Tuesday, April 5, 2011

Discover Your Inner Self-Editor

I'm back.  Hope you didn't miss my post too much last week while I was kicking back on vacation and keeping my distance from computers of all stripes -- well, actually maybe I hope you DID miss my posts a whole lot - that'd probably be better. 

So this week I bring you a general post-book-completion, general editing cheerleading rant.

If you've just finished your novel you're no doubt sitting back and congratulating yourself.  Well I'll add mine - congratulations you've just accomplished what most don't.  You've actually finished it. Way to go - pat on the back - cheers from the bleechers.

Okay, now that we've done that it's time for editing.  What, you say, editing?  But I just know the story is great, my work is perfect, wonderful, ready to go. 

Ummm, no.

Here's the thing, Editors are great; amazing editors are, well, amazing, but you still need to have your work in the best condition it can be and that means YOU have to do some serious editing up front even before it perhaps goes elsewhere for that final polish or you submit to a publisher and their editor has a go at it. And just wait until you go through that wringer!  It is usually a good experience, but a tough one.

So, for starters, to get your work ready to debut here are a few tips for looking at your novel after the fact of typing "The End".

For starters, put your work aside for a few days, maybe a week or two before you begin your rereading and editing.  I know, I know, you're no doubt eager to get at it and have done with that part of the writing process already, but believe me, waiting a bit will give you a whole new perspective and make it much easier for you to pick out the problem areas (and don't tell me you don't have any) and come up with some really cool new ideas.

Now that you're ready ask yourself if you've given your main character more than one problem. If you create the main plot problem and also give your character some sort of personal problem the personal problem can add a lot of juice as to how your 'hero/heroine' deals with the complexities of the plot problem.  You can even have the two intertwine and diverge as needed to create even more complications. If you've accomplished this on your fist go-round, way to go! If you haven't, no problem, now is the time to do it.

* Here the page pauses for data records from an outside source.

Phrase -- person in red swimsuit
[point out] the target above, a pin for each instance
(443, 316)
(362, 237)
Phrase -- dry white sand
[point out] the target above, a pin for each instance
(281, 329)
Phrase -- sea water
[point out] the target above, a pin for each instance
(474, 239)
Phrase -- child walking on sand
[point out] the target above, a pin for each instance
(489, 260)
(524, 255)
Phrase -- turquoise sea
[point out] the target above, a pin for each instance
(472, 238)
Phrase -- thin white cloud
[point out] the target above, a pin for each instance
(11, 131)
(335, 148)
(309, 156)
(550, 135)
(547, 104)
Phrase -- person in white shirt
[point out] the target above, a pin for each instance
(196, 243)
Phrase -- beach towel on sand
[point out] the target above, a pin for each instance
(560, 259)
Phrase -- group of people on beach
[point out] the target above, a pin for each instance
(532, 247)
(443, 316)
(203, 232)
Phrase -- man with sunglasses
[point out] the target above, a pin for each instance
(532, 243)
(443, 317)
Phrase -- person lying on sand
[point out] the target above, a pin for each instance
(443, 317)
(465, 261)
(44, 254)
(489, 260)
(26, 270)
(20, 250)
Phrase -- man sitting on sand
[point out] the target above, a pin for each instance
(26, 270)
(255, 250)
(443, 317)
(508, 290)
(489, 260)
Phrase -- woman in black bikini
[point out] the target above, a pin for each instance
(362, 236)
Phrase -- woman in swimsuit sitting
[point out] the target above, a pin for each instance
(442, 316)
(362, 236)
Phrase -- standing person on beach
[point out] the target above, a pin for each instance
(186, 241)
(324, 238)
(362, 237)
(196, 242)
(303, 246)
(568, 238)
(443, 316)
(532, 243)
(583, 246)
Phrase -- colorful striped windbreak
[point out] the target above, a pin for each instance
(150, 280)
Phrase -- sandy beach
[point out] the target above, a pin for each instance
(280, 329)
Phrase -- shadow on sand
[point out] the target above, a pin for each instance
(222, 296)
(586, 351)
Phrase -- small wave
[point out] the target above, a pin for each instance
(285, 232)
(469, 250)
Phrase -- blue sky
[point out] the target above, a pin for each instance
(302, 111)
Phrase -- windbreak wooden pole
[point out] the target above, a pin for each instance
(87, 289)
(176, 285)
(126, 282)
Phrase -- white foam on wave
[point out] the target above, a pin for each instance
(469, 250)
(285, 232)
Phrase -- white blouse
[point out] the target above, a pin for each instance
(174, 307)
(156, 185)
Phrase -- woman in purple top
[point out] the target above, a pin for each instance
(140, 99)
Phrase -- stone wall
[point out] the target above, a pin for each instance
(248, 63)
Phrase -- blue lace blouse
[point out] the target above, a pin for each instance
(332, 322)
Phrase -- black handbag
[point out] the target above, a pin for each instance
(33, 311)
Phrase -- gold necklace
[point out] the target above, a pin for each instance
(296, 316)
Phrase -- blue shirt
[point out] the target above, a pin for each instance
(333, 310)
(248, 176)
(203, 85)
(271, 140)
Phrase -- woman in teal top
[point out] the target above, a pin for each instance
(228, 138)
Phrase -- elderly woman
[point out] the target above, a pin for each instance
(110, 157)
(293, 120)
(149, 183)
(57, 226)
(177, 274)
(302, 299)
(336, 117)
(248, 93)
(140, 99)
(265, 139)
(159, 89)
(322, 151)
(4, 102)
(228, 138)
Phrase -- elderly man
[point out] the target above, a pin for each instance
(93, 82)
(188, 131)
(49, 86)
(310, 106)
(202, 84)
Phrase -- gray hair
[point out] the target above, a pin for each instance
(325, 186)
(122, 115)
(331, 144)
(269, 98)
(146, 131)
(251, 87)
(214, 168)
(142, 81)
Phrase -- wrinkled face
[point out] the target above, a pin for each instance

Over the time you waited to begin revisions and during the revision process I've no doubt your brain has been/will be doing overtime and you'll be thinking about and working on your story at the strangest times, so it's a good idea to keep something handy as a way to take notes - your phone if you can talk to it, some electronic device that can take notes, or just a good old pen and paper. Make sure you can get those ideas down or you'll lose them. And I mean keep track of every idea you get - you can decide if it's worth or not later when you sit back down to the actual editing.

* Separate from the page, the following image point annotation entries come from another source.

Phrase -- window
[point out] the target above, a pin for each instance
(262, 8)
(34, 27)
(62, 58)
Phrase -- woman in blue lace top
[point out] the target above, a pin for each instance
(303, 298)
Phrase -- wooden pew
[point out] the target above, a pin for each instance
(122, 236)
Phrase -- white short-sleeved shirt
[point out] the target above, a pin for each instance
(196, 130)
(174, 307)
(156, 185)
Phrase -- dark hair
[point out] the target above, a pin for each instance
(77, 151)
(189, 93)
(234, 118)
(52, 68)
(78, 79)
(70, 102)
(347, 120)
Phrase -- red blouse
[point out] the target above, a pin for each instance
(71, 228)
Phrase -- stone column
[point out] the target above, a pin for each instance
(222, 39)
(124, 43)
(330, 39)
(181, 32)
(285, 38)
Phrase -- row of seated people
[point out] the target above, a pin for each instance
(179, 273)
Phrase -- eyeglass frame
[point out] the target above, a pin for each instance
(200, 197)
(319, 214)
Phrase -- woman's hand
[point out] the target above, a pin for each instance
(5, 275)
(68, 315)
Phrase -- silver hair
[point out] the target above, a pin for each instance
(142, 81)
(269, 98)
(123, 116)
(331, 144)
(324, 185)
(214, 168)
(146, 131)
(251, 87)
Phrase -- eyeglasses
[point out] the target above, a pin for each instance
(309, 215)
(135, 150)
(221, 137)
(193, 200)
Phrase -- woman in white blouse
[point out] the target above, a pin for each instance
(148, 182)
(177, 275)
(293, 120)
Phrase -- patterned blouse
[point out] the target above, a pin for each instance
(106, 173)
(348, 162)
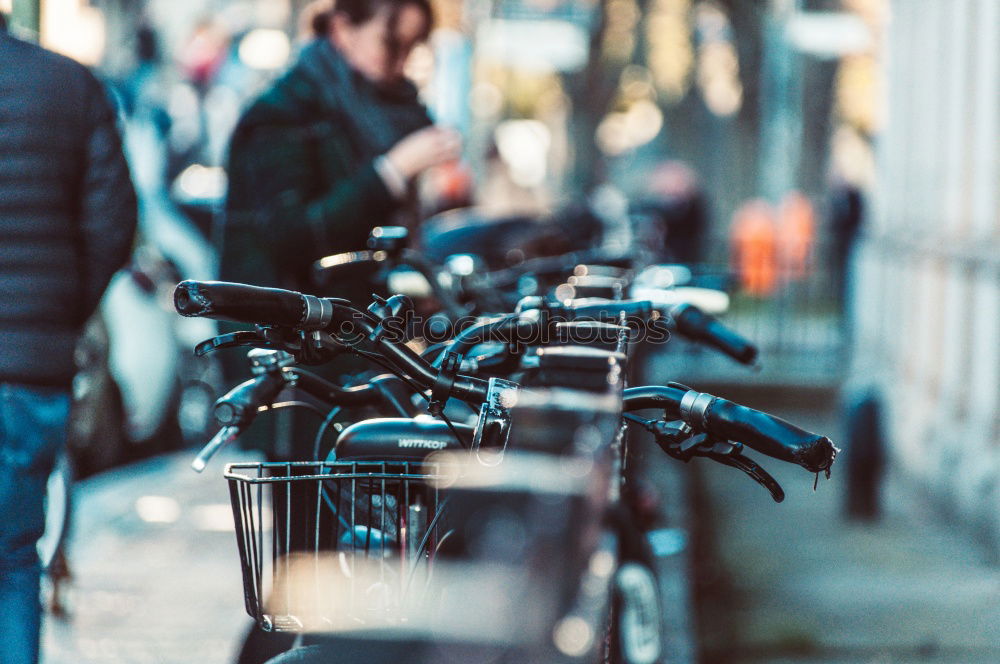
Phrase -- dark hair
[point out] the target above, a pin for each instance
(362, 11)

When you're reading through your story are you finding your characters have taken actions that are baseless? They can't do things just because you want your characters to do them then you know.  They have to have a reason to act the way they do, some motivation that spurs them into action.  Consider the human condition and what pushes us all: passion, past wounds to the psyche, greed, duty, love, get it.  Make sure your characters are doing what they do because they have reason to.

Is your story maybe a bit light in the character deparment?  Did you think the hero was really enough along with the villain?  If so you might want to add a character to the mix.  If  you do add one, make sure that new character is important to the plot.
He might be for the heroine or for the bad guys, but whatever you do, make sure the new character in involved and not just skirting the edges.  Create some backstory to include him or her in.

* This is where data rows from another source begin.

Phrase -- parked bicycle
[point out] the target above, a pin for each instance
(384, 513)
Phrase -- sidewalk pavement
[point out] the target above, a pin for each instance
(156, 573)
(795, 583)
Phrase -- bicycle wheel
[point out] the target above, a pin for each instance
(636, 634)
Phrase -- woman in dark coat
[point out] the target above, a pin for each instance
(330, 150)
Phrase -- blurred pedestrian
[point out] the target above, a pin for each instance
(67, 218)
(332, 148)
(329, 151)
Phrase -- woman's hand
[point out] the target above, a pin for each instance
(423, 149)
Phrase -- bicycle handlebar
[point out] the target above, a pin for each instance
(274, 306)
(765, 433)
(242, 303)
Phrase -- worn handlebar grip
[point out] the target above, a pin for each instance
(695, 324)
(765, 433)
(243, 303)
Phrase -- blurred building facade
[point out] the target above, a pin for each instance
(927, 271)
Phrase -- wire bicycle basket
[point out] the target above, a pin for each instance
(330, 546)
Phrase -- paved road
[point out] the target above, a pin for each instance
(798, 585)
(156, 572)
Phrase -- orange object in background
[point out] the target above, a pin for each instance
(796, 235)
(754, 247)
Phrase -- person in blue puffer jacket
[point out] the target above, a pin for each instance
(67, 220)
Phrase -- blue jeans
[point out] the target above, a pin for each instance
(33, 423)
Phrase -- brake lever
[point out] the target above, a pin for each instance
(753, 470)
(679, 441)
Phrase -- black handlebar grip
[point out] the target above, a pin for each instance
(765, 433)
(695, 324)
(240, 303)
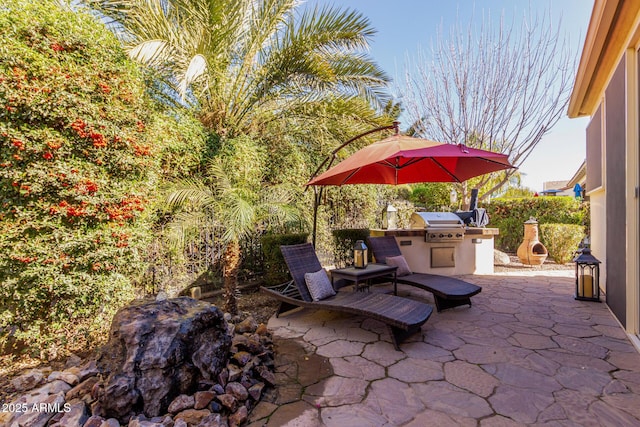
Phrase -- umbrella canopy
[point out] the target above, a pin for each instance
(402, 159)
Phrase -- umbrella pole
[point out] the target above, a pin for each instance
(317, 196)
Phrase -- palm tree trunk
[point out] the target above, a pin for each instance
(231, 265)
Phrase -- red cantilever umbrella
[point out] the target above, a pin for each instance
(402, 159)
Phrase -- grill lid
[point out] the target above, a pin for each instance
(435, 219)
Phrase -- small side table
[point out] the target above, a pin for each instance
(360, 275)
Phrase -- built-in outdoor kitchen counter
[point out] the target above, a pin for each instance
(471, 254)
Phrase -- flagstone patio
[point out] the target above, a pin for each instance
(525, 353)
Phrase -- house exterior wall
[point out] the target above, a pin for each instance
(615, 185)
(608, 84)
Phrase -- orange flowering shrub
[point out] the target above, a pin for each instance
(81, 153)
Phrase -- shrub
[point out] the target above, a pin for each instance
(509, 216)
(80, 143)
(275, 268)
(344, 240)
(561, 240)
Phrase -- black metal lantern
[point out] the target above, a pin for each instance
(360, 254)
(587, 276)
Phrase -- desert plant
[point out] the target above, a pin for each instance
(79, 144)
(509, 216)
(275, 268)
(561, 240)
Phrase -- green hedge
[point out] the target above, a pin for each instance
(276, 271)
(509, 216)
(561, 240)
(344, 240)
(81, 148)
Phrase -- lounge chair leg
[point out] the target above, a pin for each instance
(445, 303)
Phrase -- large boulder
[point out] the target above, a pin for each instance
(158, 350)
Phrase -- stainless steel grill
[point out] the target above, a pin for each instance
(439, 226)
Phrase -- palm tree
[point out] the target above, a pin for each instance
(243, 64)
(233, 205)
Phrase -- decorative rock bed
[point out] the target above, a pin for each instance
(175, 362)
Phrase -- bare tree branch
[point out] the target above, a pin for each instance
(495, 87)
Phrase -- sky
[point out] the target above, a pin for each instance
(404, 27)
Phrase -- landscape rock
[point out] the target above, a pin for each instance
(181, 403)
(255, 391)
(213, 420)
(76, 417)
(82, 389)
(247, 325)
(28, 380)
(237, 390)
(158, 350)
(228, 401)
(203, 398)
(215, 397)
(65, 376)
(238, 417)
(192, 416)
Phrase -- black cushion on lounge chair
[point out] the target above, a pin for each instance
(402, 316)
(447, 292)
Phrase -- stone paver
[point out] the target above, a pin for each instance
(525, 353)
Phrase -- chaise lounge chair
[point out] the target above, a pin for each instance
(448, 292)
(403, 316)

If you find your story feeling a bit stale as you read through it even though you love many of the elements you might consider changing the setting.  This could be a major rewrite considering what you did originally to set things up, but it might be worth it if you can come up with some fresh, imaginative new place to put your story. 

If you don't want to shift the whole setting, try changing the locals of some of the scenes within your story. You know, the old making love on the beach instead of a bedroom - but better than that.  Maybe do it with a sense of humor in the midst of drama like a beach love scene with sand getting everywhere, a kid showing up with his dog, crabs coming in with the tide to nibble toes, incredible sunburn - whatever.

Use your imagination - take the overly familiar, like bedroom, kitchen, car or  quickie mart and do something with it to make it different - or just move it altogether.  This is a trick that can be used frequently or just occasionally - either way it'll pick things up and you'll pat yourself on the back - again.

So, in general the questions you need to ask yourself are pretty straight forward. Are things in your story forced because you make things happen that aren't natural to the characters? Is there any point along the way where your reader may decide to just put the book down? Are your characters doing things, interacting, or are they talking heads?

Oh, and don't forget to edit your spelling (more than just using your spell check), grammar and watch those repetative words along the way!


  1. Ooo, good advice! And it's amazing what does slip through the spell check: Justin/ Justine, they're/their/there, its/it's... The list is endless!

    I would add: beware the temporary "bad version" fix that somehow floated through until the end! Or maybe that's only a problem with Hollywood movies ;)

  2. Thanks FrogBag! And nope, the 'bad version' isn't just a problem with the H'wood movies! So much to think about, so much to watch as you polish your work. Yet it can be great fun.